To assist the transition, the decision engines also improved. They moved
from rule-based, hard coded software to highly parameterized flexible
solutions that empowered the risk management teams. Strategy software
developed so that decisions could be given extra dimensions.
Applications could be segmented for different treatment and decisions
progressed from one-dimensional accept or decline, to include line
assignment, product features and risk based pricing.
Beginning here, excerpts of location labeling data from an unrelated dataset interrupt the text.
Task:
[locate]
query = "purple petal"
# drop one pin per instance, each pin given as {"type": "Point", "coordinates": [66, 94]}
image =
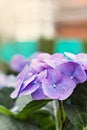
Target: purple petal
{"type": "Point", "coordinates": [54, 75]}
{"type": "Point", "coordinates": [23, 73]}
{"type": "Point", "coordinates": [82, 58]}
{"type": "Point", "coordinates": [16, 92]}
{"type": "Point", "coordinates": [70, 55]}
{"type": "Point", "coordinates": [29, 89]}
{"type": "Point", "coordinates": [67, 68]}
{"type": "Point", "coordinates": [38, 94]}
{"type": "Point", "coordinates": [49, 90]}
{"type": "Point", "coordinates": [60, 91]}
{"type": "Point", "coordinates": [65, 88]}
{"type": "Point", "coordinates": [79, 74]}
Initially the credit bureau was seen as an expense to be saved and many
early scorecards were designed with two stages. Application score
followed by a final score. Applications failing the application score
would not progress to the credit bureau thereby saving the cost of a
search. The power of the bureau data combined with the ability to tailor
offers to risk segments, has resulted in an about face: the credit
bureau search is now often the first stage after sufficient identity
information has been captured. Some organisations now reject applicants
who don’t meet credit bureau criteria, thus saving processing cost, or
determine the second stage questions based upon the bureau outcome.
The 1990’s saw the rapid spread of scoring as companies recovered from
the Recession, realising that objective decision-making reduced
operational risk, whilst statistical tools provided the control
management needed to ensure the appropriate level of risk was being
taken. Regulators also recognised that scoring provided an evaluation of
the risk being taken by a lender and have now determined international
rules for determining the level of capital that a bank should hold
relative to the potential losses. As a result, what started as a trickle
in the 1960’s has become a flood today with the mortgage lenders and
others joining the approach to underwriting and portfolio management
what was started mainly by the mail order and store credit companies.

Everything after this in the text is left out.